Monday, February 9, 2009
Into The Dawn To Montana: Montana Moves Closer To Adopting Sex Crime Character Evidence Rules
On Saturday, Montana moved one step closer to adopting rules of evidence that would allow for the admission of evidence of (1) prior sexual assaults against criminal defendants charged with sexual assault, (2) prior acts of child molestation against criminal defendants charged with child molestation, and (3) prior acts of sexual assault and child molestation against civil parties in actions in which a claim for damages or other relief is predicated on that party's alleged commission of conduct constituting the offense of sexual assault or child molestation. In other words, Montana moved one step closer to adopting state counterparts to Federal Rules of Evidence 413, 414, and 415.
So, what exactly did Montana do? Well, the House passed House Bill 295, which contains these new rules, by an 89-11 vote. The bill will now "have one more reading in the chamber, before moving to the Senate for consideration." The bill was passed after "Rep. Mike Menahan, D-Helena, the bill's sponsor, told his fellow lawmakers Saturday that not allowing past sexual crimes to be entered as evidence leads to 'absurd results' in sex-offender trials. Given the high rates of recidivism associated with sexual offenses, he said, past abuses are especially relevant."

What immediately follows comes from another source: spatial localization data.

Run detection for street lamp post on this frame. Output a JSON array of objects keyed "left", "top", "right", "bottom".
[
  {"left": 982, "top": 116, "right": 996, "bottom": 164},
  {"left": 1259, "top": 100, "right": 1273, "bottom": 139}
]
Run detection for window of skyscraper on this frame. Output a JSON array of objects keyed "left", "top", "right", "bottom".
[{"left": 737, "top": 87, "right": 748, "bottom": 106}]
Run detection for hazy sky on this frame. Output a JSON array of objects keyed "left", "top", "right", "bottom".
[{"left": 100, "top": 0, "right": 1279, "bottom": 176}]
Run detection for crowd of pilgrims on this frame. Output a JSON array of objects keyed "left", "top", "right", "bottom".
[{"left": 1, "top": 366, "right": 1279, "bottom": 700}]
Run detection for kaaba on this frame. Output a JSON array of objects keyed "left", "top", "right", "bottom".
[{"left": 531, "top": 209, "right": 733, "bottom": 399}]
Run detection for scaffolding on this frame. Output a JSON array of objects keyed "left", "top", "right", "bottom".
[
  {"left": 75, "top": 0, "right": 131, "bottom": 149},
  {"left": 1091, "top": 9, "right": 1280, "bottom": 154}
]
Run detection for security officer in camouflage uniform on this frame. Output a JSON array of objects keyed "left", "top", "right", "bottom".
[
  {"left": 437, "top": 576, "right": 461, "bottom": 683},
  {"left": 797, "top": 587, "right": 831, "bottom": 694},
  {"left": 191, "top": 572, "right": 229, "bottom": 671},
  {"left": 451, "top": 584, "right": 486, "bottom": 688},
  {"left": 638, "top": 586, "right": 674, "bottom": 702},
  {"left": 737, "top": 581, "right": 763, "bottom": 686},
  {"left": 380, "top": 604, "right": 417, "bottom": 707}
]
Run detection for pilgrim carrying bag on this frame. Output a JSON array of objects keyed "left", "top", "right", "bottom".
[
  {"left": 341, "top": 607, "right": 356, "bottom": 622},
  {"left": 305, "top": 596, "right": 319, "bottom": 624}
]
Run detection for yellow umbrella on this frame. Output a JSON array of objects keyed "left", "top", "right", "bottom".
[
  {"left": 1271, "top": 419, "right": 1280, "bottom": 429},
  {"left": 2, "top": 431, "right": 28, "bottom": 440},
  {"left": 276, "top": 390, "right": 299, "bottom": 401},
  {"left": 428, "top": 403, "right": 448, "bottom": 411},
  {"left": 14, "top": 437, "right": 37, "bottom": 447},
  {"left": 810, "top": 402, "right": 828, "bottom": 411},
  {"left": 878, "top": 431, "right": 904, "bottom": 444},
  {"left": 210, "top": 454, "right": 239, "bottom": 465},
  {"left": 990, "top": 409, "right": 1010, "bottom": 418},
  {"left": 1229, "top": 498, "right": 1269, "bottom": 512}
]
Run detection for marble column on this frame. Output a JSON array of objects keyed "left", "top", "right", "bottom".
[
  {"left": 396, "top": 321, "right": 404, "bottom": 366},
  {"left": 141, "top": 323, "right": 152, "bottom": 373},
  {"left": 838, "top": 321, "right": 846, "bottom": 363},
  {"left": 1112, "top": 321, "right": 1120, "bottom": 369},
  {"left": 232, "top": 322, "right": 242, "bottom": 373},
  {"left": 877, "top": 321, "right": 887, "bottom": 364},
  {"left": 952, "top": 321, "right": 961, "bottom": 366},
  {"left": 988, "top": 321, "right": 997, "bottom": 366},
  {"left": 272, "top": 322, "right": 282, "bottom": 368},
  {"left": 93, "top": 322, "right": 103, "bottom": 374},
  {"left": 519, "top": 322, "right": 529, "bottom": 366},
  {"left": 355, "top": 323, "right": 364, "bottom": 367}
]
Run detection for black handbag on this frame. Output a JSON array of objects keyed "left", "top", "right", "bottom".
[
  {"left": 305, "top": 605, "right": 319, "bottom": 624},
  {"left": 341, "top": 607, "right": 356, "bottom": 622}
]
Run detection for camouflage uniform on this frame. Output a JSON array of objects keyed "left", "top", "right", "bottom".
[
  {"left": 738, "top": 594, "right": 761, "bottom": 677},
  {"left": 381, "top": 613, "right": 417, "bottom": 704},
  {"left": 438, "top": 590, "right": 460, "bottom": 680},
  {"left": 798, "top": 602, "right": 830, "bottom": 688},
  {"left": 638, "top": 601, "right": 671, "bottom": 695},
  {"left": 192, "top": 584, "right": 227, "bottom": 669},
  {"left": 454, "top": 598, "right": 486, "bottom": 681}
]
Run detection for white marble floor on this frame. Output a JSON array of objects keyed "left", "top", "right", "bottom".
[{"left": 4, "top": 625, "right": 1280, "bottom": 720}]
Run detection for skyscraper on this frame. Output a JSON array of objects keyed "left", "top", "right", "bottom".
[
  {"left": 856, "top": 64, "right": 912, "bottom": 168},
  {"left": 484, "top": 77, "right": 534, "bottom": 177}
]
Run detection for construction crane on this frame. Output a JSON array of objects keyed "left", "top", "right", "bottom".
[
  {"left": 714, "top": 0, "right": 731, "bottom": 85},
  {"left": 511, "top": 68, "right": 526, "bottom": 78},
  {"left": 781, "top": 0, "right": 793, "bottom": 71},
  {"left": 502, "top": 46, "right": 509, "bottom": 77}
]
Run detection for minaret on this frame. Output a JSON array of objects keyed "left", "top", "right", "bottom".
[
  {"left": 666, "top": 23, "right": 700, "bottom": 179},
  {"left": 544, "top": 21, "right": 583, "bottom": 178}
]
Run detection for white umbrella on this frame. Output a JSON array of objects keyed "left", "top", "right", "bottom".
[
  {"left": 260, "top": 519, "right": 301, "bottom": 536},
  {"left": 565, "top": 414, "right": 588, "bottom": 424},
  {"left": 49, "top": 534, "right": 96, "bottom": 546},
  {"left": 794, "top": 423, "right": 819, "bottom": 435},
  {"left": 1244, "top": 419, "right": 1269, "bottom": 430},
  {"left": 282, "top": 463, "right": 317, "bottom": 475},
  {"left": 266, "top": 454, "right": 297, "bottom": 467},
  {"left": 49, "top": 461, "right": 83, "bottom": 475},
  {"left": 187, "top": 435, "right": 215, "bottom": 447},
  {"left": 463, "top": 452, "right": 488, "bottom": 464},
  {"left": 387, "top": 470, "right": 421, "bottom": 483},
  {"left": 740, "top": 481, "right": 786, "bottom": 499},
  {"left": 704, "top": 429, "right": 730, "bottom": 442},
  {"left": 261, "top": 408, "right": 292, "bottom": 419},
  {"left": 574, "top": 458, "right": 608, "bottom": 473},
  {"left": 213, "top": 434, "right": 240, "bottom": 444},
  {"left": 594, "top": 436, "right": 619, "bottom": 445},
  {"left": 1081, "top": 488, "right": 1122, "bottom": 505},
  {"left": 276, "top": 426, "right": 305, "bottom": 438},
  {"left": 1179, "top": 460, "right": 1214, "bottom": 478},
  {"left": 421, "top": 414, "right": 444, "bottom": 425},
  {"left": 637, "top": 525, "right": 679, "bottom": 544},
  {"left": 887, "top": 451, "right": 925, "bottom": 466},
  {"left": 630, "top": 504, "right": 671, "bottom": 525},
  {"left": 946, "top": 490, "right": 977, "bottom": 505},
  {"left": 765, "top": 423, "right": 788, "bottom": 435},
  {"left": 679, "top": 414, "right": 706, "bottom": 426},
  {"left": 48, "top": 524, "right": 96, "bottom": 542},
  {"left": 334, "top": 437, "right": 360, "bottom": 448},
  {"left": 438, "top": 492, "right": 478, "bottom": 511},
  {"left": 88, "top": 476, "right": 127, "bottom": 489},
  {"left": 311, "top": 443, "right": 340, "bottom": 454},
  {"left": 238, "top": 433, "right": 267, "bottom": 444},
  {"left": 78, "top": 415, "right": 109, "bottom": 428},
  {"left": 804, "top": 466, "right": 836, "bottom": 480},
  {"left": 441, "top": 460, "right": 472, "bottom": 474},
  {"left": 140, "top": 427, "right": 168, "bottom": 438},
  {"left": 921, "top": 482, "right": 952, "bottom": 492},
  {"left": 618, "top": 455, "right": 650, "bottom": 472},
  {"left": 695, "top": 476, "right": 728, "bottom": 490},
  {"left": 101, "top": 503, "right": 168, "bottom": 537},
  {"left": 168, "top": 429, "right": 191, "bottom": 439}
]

Of course, before Federal Rules of Evidence 413, 414, and 415 were enacted as part of the Violent Crime Control and Law Enforcement Act of 1994, "[t]he overwhelming majority of judges, lawyers, law professors, and legal organizations who responded opposed” the new rules. Similarly, the Advisory Committees on Criminal, Civil, and Evidence Rules were 'unanimous except for a dissenting vote by the representative of the Department of Justice.'" Rosanna Cavallaro, Federal Rules of Evidence 413-415 and the Struggle for Rulemaking Preeminence, 98 J. Crim. L. & Criminology 31, 53 (2007) (I won't list all of the concerns with the Rules here, but one is that the recidivism rate for drug users is much higher than the recidivism rate for sex offenders, and we don't allow evidence of past drug offenses in drug trials).
However, despite this (in my mind justified) criticism, the Rules have withstood multiple constitutional challenges, which is why I don't think that the bill's opponents will find much success with their argument that the bill is "unconstitutional." Indeed, I think that the 2002 opinion of the Supreme Court of Montana in State v. Aakre, 46 P.3d 648 (Mont. 2002), reveals both the impropriety of admitting the evidence covered by House Bill 295 and the futility of a constitutional challenge.
In Aakre, the prosecution tried to introduce evidence of prior sexual assaults by the defendant in his trial for sexual assault, and the court deemed this evidence inadmissible as it argument for admissibility impermissibly "boil[ed] down to one that Aakre is a sexual predator and that Aakre's acts of sexual aggression are dictated by his character and the situation at hand." In an accompanying footnote, however, the court noted that "[i]f there is to be an automatic exception to Rule 404(b), M.R.Evid., in Montana regarding sex crimes, then it is appropriate for the Legislature to address this issue." And it appears that this is exactly what Montana is about to do, despite the claims of some (myself included) "that the special rules regarding the admissibility of similar acts evidence in cases of sexual assault are within the sphere of special competence of the judiciary."